We live in one of the very best countries in the world. We have more freedoms and more benefits than almost any other people. Unfortunately, though, a few individuals are more equal than others. In fact, we live in a dictatorship. The cause is our voting system.
It works like this. First-past-the-post allows a minority of the popular vote (39 per cent for example in the last federal election) to result in a huge majority of that party’s members in government. The party leader then chooses a cabinet. That cabinet makes all decisions. Yes cabinet consults the caucus, the other party members on the government side; however, the caucus is “whipped” (told how they must vote). If the members do not obey, they are sent to the farthest backbenches, kicked out of the party, or simply give up in frustration.
Government affects every aspect of our personal lives: what we eat and wear; how we buy, sell or own something; how we communicate and travel; how we solve personal and community problems; when and where our children are educated, what they learn; how we are recompensed for wrongs. In sickness and health till death do us part and beyond, the government affects us. Isn’t it time we all had a voice in government?

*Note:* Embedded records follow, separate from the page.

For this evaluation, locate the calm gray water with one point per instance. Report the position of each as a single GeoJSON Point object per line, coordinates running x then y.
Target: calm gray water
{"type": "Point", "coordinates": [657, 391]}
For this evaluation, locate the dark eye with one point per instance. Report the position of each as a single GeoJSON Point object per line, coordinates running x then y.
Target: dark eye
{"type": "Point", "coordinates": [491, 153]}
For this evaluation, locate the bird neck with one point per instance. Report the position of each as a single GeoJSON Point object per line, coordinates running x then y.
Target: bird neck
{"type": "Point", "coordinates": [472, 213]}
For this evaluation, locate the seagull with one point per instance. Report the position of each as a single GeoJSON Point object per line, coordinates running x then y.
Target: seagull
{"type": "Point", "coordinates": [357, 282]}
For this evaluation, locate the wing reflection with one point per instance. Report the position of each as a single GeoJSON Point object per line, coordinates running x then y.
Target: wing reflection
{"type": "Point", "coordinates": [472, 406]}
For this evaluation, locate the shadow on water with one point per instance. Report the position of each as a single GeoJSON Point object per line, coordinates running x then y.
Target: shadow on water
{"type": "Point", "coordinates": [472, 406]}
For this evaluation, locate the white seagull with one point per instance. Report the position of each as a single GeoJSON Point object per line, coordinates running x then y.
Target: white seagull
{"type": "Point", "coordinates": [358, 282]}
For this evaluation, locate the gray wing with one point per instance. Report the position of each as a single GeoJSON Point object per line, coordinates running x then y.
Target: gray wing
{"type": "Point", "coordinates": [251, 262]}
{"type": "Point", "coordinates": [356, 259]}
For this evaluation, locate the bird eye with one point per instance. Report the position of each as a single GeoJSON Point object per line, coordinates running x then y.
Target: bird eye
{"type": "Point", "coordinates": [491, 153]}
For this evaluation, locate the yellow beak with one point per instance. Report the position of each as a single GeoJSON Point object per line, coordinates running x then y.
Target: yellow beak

Proportional representation will give everyone that voice. I am alarmed at the choice of proportional systems and the complex explanations presented by Minister Donaldson. Marjoritarian is arcane and less fair than first-past-the-post. Closed list proportional which allows members to sit in government without being elected has no place in a democracy.
Minister Donaldson might have explained that local proportional or flexible district proportional can be specifically tailored by Elections BC to retain local representation, accountability and geographical balance. No one will lose their MLA but almost all voters would have at least one MLA with their own values. He might have explained that coalition governments are more stable, not less, because more points of view bring innovation and cooperation brings longer term solutions than those made with the next election in mind. Civility and thoughtful debate result when candidates know they may have to work side by side.
No one with power wants to relinquish it. In two-party situations the powerful on both sides want to keep the status quo. It is to be hoped that grassroots British Columbians will see past the rhetoric and choose a modern voting system in which each vote counts.